Our results demonstrated the importance of a validation study on the criteria for case selection/definition before using administrative claims data to conduct research on vaccine safety. For example, a CVST case was defined as having an ICD-10 code of I676 in a study in Norway and Denmark;5 however, if this single criterion were to apply to the UK database employed in the Handley et al study,10 it would fail to identify 98.3% of true CVST cases and lead to a significant underestimate of risks.

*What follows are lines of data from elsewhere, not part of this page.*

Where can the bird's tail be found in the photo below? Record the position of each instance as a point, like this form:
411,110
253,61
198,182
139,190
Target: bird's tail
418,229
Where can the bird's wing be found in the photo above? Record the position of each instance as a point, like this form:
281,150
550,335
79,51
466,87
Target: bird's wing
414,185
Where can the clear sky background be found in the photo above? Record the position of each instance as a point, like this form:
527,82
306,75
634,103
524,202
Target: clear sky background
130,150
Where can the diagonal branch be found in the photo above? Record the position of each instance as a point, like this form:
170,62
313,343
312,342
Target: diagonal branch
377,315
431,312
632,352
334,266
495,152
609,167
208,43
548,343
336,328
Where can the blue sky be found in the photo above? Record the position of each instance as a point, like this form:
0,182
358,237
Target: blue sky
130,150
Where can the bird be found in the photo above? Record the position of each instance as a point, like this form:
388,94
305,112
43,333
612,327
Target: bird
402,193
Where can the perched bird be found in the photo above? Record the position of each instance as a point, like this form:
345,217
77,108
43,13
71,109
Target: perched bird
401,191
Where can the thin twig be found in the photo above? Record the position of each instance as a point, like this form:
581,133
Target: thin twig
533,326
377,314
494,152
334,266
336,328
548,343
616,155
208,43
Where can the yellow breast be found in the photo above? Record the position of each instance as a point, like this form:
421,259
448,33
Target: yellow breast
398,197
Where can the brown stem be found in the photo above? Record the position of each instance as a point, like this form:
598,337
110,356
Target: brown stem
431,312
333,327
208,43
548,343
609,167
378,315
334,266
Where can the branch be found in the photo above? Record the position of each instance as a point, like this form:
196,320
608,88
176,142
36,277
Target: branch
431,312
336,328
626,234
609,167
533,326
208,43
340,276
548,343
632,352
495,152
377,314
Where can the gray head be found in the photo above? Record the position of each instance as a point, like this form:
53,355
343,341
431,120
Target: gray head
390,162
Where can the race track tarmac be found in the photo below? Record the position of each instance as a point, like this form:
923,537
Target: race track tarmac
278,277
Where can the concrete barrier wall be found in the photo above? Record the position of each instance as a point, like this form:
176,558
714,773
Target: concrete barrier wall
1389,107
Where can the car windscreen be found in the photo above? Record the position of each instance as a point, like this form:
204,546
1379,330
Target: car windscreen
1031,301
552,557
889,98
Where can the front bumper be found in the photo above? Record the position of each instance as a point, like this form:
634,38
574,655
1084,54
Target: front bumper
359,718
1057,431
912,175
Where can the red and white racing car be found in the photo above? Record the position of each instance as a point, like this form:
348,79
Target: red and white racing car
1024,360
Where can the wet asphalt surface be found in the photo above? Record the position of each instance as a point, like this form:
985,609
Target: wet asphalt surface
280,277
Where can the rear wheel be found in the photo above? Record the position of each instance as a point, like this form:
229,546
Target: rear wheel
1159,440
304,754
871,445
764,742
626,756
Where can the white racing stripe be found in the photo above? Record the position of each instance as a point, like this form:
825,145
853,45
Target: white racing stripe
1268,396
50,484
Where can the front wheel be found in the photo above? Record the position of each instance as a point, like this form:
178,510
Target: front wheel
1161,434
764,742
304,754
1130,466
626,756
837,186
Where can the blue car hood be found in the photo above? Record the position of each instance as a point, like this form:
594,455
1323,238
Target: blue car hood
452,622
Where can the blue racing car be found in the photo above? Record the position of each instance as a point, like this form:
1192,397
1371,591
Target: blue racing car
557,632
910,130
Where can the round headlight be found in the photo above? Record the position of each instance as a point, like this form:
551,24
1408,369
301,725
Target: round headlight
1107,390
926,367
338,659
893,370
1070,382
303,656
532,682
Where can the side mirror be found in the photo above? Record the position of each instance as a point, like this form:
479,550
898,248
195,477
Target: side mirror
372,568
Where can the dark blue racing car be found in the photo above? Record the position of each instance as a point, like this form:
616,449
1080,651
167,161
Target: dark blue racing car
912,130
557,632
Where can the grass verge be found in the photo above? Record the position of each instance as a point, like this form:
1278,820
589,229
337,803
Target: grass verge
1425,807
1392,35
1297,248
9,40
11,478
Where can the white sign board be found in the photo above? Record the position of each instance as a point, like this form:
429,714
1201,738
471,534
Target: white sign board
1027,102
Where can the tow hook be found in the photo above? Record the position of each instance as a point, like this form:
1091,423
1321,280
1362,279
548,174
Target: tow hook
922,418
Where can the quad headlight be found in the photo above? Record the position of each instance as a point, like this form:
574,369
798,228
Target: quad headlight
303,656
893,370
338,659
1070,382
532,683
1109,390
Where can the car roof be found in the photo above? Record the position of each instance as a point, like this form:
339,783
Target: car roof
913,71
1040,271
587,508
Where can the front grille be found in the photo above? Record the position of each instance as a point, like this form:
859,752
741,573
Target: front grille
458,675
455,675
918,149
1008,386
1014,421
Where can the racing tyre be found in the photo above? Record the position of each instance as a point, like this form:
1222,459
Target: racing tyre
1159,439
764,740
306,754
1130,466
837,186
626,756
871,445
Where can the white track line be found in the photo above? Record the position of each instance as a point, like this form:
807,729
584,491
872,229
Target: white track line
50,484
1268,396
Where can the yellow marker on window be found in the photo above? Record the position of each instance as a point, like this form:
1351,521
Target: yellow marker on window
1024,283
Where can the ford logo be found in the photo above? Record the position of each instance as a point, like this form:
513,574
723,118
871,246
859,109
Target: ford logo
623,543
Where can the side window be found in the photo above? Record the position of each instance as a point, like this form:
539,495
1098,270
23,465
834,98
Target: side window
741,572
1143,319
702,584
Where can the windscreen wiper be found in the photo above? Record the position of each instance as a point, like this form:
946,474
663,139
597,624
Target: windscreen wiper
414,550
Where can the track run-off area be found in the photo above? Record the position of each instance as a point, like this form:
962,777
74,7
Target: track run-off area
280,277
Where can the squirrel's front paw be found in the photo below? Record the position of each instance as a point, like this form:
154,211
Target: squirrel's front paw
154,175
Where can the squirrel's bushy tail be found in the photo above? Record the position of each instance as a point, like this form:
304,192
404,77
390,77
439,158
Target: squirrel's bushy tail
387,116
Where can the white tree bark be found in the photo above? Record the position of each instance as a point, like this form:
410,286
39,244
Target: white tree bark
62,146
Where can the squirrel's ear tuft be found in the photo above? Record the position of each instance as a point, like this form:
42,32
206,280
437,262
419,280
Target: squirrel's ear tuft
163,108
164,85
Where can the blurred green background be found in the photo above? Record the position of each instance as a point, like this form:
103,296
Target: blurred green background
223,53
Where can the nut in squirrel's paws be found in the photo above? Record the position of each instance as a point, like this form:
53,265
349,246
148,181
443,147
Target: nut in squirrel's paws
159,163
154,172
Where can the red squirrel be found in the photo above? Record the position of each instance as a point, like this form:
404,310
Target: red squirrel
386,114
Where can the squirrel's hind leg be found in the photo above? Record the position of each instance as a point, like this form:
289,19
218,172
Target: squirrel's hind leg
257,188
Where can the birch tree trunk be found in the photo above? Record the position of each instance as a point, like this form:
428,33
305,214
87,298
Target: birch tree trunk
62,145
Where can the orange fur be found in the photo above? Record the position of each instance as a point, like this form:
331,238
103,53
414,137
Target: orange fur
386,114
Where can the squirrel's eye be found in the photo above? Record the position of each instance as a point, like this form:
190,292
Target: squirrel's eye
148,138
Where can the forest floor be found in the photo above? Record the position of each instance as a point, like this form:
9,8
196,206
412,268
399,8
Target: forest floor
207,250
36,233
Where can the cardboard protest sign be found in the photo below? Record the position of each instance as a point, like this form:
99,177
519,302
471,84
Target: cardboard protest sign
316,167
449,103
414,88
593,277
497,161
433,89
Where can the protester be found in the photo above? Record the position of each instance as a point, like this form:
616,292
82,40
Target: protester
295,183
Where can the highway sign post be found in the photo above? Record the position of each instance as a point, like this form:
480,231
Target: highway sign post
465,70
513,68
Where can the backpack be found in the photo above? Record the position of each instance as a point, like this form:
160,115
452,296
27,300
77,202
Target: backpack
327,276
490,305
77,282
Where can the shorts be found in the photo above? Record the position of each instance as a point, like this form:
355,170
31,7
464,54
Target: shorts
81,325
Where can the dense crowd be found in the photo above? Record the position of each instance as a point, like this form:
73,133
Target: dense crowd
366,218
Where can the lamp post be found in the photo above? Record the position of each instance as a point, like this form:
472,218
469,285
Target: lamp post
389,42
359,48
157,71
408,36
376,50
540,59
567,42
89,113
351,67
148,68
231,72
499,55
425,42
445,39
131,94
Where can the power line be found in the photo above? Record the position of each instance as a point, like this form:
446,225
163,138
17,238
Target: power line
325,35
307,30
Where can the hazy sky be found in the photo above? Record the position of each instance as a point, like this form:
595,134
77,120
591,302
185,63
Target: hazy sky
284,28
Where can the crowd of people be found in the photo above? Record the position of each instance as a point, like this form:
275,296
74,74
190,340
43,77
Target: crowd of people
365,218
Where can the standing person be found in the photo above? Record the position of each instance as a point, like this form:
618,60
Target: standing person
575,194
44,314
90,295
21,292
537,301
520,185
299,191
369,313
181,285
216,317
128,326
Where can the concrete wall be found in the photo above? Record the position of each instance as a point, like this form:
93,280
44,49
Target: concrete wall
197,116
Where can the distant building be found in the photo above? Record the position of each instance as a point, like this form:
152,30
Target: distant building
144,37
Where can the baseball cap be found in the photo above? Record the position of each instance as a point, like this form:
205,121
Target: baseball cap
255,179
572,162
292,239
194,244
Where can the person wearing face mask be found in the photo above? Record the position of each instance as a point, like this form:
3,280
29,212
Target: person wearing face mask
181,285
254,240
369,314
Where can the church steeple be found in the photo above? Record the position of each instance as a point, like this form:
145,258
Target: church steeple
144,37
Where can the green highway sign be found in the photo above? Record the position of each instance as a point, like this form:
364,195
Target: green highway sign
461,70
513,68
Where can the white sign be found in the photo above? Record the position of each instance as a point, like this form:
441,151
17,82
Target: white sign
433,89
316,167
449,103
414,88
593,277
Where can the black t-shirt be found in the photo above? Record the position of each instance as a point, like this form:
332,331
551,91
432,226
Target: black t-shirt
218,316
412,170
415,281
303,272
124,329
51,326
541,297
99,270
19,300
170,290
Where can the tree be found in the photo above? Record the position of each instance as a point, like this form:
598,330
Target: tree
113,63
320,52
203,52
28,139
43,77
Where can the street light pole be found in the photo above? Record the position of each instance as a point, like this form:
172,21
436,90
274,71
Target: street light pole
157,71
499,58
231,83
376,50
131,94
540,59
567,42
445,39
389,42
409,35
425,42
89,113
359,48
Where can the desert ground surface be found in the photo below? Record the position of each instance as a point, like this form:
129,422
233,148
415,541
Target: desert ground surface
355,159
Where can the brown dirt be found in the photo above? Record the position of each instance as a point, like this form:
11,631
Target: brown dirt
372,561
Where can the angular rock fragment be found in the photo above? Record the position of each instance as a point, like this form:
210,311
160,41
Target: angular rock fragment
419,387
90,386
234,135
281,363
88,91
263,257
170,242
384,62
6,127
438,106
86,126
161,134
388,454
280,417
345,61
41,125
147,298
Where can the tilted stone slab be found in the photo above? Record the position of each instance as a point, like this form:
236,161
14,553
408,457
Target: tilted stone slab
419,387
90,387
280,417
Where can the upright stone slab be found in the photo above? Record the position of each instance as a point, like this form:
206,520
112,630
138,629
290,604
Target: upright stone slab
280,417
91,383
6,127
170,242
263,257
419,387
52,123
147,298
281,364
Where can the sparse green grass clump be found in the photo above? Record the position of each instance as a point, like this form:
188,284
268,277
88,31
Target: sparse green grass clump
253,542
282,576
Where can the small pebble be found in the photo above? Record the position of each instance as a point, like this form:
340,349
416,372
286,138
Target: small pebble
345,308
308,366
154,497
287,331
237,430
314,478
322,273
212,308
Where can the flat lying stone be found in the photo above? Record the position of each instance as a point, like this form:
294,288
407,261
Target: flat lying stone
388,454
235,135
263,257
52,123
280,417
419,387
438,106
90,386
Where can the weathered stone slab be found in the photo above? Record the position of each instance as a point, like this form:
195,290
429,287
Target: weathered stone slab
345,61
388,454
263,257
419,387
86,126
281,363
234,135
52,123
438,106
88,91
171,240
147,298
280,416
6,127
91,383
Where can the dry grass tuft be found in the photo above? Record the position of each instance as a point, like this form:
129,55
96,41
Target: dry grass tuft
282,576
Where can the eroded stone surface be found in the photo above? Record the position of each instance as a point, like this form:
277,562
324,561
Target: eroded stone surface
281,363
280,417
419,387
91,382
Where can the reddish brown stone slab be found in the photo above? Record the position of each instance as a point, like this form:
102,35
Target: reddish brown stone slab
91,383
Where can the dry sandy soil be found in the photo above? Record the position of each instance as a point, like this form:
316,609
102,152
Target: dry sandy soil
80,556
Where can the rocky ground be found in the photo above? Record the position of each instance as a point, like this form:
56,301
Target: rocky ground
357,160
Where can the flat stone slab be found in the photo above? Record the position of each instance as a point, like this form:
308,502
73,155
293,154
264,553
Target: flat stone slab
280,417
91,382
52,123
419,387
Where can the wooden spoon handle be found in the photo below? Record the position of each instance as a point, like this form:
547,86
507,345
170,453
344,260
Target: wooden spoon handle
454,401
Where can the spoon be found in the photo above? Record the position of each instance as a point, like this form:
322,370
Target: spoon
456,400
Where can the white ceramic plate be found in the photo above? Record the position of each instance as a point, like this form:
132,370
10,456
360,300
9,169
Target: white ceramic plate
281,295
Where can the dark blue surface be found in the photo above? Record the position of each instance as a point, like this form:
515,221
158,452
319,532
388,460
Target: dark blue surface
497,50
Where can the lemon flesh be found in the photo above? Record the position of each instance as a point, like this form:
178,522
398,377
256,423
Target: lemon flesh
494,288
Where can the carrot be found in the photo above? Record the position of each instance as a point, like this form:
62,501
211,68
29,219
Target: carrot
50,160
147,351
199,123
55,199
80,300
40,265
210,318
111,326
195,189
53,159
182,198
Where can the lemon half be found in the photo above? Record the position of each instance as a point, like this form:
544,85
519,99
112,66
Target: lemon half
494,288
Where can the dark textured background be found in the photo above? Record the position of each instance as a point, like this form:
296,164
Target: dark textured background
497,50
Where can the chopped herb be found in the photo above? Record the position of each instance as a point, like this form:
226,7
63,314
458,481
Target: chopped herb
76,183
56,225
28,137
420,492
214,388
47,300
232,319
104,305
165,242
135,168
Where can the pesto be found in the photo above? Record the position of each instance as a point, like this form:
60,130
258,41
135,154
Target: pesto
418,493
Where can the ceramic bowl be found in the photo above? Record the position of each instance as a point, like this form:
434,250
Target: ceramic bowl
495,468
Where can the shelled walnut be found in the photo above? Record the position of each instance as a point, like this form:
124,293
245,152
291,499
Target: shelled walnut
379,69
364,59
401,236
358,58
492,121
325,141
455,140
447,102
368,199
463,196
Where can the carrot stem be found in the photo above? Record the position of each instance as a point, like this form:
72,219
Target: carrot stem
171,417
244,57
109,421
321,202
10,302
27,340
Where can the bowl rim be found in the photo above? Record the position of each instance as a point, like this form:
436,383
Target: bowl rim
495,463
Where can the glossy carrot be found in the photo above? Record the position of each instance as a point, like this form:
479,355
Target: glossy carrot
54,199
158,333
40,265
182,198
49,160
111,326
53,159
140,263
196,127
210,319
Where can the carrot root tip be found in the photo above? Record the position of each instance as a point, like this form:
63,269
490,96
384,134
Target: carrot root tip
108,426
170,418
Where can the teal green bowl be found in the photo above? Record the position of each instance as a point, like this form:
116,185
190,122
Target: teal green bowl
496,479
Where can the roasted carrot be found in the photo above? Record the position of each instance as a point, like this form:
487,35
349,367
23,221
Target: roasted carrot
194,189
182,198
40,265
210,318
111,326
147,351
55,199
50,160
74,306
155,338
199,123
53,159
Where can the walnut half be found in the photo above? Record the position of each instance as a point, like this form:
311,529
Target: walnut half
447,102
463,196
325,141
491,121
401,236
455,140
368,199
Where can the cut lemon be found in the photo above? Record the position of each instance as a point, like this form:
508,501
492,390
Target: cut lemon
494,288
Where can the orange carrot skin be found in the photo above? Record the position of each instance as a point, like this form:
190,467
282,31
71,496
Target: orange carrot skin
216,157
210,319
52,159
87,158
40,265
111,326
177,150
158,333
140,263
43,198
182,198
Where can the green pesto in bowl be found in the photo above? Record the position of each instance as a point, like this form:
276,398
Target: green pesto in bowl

Our study has several limitations. First, due to the design of the study, we could not determine the false-negative rate, negative predictive value, sensitivity, and specificity of those case definitions using ICD-10-CM codes for CVST. We did not know how many true CVST patients were miscoded as I61 (nontraumatic intracerebral hemorrhage) or I63 (cerebral infarction). Further studies using data linkage with stroke registry and claims data are needed to achieve this purpose.12,14 Second, we did not investigate the PPV of other similar codes such as O225 (cerebral venous thrombosis in pregnancy) and O873 (cerebral venous thrombosis in the puerperium). Currently, almost all pregnant women in Taiwan received mRNA-1273 SARS-CoV-2 vaccine (Moderna), which was considered to have lower risk of CVST. Third, 112 (56.9%) of the 197 patients with an ICD-10-CM diagnostic code I629 only received a plain computed tomography as their key image study modality. The diagnosis of CVST might be missed among these patients. Fourth, the CGMF healthcare system covers only a small fraction (10.2%) of the national inpatient population. However, it was a large healthcare system with academic medical centers and regional and district hospitals, and the results might be representative of the inpatient population in Taiwan.
The PPVs of ICD-10-CM codes of G08, I636, and I676 were generally high to identify cases of CVST, while that of I629 was not. Our results support the use of Taiwan’s NHIRD to study CVST.
This work was supported by the Tainan Sin Lau Hospital (grant number SLH109-09).
The authors report no conflicts of interest in this work.